Both Hester and Miller went on to add that communication is paramount during these times. Michael said they assigned only one employee to speak with the community, “There is no he said she said, there is only one source of factual information.” Additionally, both hospitals are sharing information with the public via radio, Facebook, and newspapers. They are also in contact with their Sheriff’s office and local shops. Lewis nodded in agreement, “The best surprise is no surprise.”

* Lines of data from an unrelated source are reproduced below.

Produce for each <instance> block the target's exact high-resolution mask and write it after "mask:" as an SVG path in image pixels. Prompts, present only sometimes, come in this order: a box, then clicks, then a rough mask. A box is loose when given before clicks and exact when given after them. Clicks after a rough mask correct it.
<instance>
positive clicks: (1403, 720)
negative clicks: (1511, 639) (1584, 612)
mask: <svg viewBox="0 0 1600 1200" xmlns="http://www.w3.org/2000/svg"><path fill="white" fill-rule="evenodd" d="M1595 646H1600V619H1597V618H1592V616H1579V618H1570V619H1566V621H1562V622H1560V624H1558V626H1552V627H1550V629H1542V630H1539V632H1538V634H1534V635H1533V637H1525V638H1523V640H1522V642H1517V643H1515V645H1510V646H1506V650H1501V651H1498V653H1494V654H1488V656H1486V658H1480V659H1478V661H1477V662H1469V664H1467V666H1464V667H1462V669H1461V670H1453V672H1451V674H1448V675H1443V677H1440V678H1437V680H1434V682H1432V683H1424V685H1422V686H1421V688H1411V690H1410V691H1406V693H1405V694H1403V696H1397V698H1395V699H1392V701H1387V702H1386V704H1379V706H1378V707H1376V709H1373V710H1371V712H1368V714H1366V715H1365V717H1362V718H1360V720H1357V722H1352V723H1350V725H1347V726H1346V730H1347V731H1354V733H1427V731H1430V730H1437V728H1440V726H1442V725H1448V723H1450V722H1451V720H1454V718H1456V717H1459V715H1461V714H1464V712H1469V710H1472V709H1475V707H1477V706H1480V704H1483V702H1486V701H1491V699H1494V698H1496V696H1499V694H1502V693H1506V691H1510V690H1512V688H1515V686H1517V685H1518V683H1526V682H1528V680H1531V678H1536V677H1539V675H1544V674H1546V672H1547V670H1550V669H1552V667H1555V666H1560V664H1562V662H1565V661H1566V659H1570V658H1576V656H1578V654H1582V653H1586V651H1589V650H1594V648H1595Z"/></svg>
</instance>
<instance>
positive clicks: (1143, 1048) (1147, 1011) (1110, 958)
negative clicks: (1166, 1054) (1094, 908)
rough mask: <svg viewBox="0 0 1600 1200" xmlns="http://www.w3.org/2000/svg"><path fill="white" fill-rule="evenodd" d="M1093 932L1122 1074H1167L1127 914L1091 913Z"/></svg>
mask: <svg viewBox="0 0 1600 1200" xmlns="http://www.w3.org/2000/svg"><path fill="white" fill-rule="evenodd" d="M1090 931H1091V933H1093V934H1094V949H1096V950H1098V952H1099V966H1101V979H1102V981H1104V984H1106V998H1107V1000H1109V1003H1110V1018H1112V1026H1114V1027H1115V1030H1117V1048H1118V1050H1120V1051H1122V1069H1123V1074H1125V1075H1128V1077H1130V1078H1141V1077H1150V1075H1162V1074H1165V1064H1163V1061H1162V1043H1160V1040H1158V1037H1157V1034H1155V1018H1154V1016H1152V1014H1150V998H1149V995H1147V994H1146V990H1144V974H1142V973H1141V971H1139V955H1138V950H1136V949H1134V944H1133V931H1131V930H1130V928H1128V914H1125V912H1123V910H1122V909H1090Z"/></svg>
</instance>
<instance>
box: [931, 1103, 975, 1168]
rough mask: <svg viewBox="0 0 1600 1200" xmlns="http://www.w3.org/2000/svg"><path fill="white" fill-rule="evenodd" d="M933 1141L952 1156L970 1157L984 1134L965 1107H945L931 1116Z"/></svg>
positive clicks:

Finally, Lewis shared his thoughts on the matter by noting that minimizing the spread of infection should be the number one priority, “Your hospital must be a very controlled environment. Make sure the people who are meant to be there are, and the ones who don’t stay home.” He addressed the basics such as masks and careful screenings.
The panel concluded with Lewis prompting the most pressing question, “When will this all end?”
To which he replied, “We haven’t even begun to see the beginning of it”. He stated that rural clinics will see the effects of Covid-19 for a long time. “Rural clinics have more elderly people, more poverty. It is likely we will be hit hard.”
We haven’t had a pandemic in 100 years, we haven’t had a lot of practice. But I think we are all doing a good job of acclimating to what is now the new normal.